Câmara dos Deputados acelera discussões sobre regulamentação de aplicativos e escala 6x1
O Congresso Nacional está avançando rapidamente em duas discussões cruciais que prometem transformar o mercado de trabalho brasileiro: a regulamentação dos motoristas de aplicativos e o debate sobre o fim da escala 6x1. Esses temas, embora tratados em frentes distintas, compartilham um objetivo comum: atualizar as normas trabalhistas para refletir as novas realidades econômicas e sociais do país.
Regulamentação do trabalho por aplicativos avança na Câmara
Uma comissão especial da Câmara dos Deputados está trabalhando intensamente para fechar um acordo até o final de março sobre a regulamentação do trabalho por aplicativos. A meta é votar o texto no colegiado e encaminhá-lo ao plenário para apreciação final. Caso não seja alcançado um consenso, o governo federal avalia a possibilidade de enviar um projeto de lei próprio para disciplinar o setor, que atualmente reúne cerca de 1,5 milhão de motoristas e aproximadamente 500 mil entregadores em todo o território nacional.
As negociações ganharam novo impulso após uma reunião realizada na residência oficial do presidente da Câmara, Hugo Motta. Participaram do encontro o relator da proposta, deputado Augusto Coutinho, do Republicanos de Pernambuco, além do ministro do Trabalho, Luiz Marinho, da ministra de Relações Institucionais, Gleisi Hoffmann, e do secretário-geral da Presidência, Guilherme Boulos.
O objetivo central do projeto é estabelecer um equilíbrio justo na relação entre as plataformas digitais e os trabalhadores, preservando a autonomia característica do modelo de aplicativo, mas garantindo uma proteção social mínima. Isso inclui contribuições previdenciárias obrigatórias e cobertura em casos de acidentes de trabalho. A discussão também aborda as taxas cobradas pelas plataformas sobre corridas ou entregas, um ponto frequentemente criticado pelos motoristas como fonte de desequilíbrio nas relações laborais.
Debate sobre o fim da escala 6x1 ganha força na CCJ
Paralelamente, outro debate trabalhista está ganhando força no Congresso Nacional: o fim da escala 6x1. O ministro Luiz Marinho esteve presente na Comissão de Constituição e Justiça da Câmara dos Deputados para discutir o tema e esclareceu uma distinção fundamental entre jornada e escala de trabalho. A jornada refere-se ao total de horas trabalhadas por semana, atualmente fixado em 44 horas, enquanto a escala define como esses dias de trabalho e descanso são distribuídos ao longo do tempo.
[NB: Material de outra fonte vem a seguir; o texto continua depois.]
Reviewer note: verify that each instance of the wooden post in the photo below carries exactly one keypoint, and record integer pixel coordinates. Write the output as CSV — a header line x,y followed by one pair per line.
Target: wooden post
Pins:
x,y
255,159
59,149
A CCJ está analisando duas propostas de emenda à Constituição sobre o assunto. A PEC 221/2019, apresentada pelo deputado Reginaldo Lopes, prevê a redução da jornada semanal para 36 horas, com uma transição gradual de dez anos. Já a PEC 8/2025, da deputada Erika Hilton, estabelece uma jornada de 36 horas com escala obrigatória de quatro dias de trabalho por três de descanso.
O ministro Luiz Marinho ressaltou ainda que o governo federal não estuda conceder isenções ou reduções de impostos para incentivar as empresas a apoiarem o fim da escala 6x1. A posição do governo é clara: as mudanças devem ocorrer dentro do marco legal existente, sem criar novos benefícios fiscais.
Essas discussões representam um momento decisivo para o futuro do trabalho no Brasil, com potencial para impactar milhões de trabalhadores e redefinir as relações laborais no século XXI.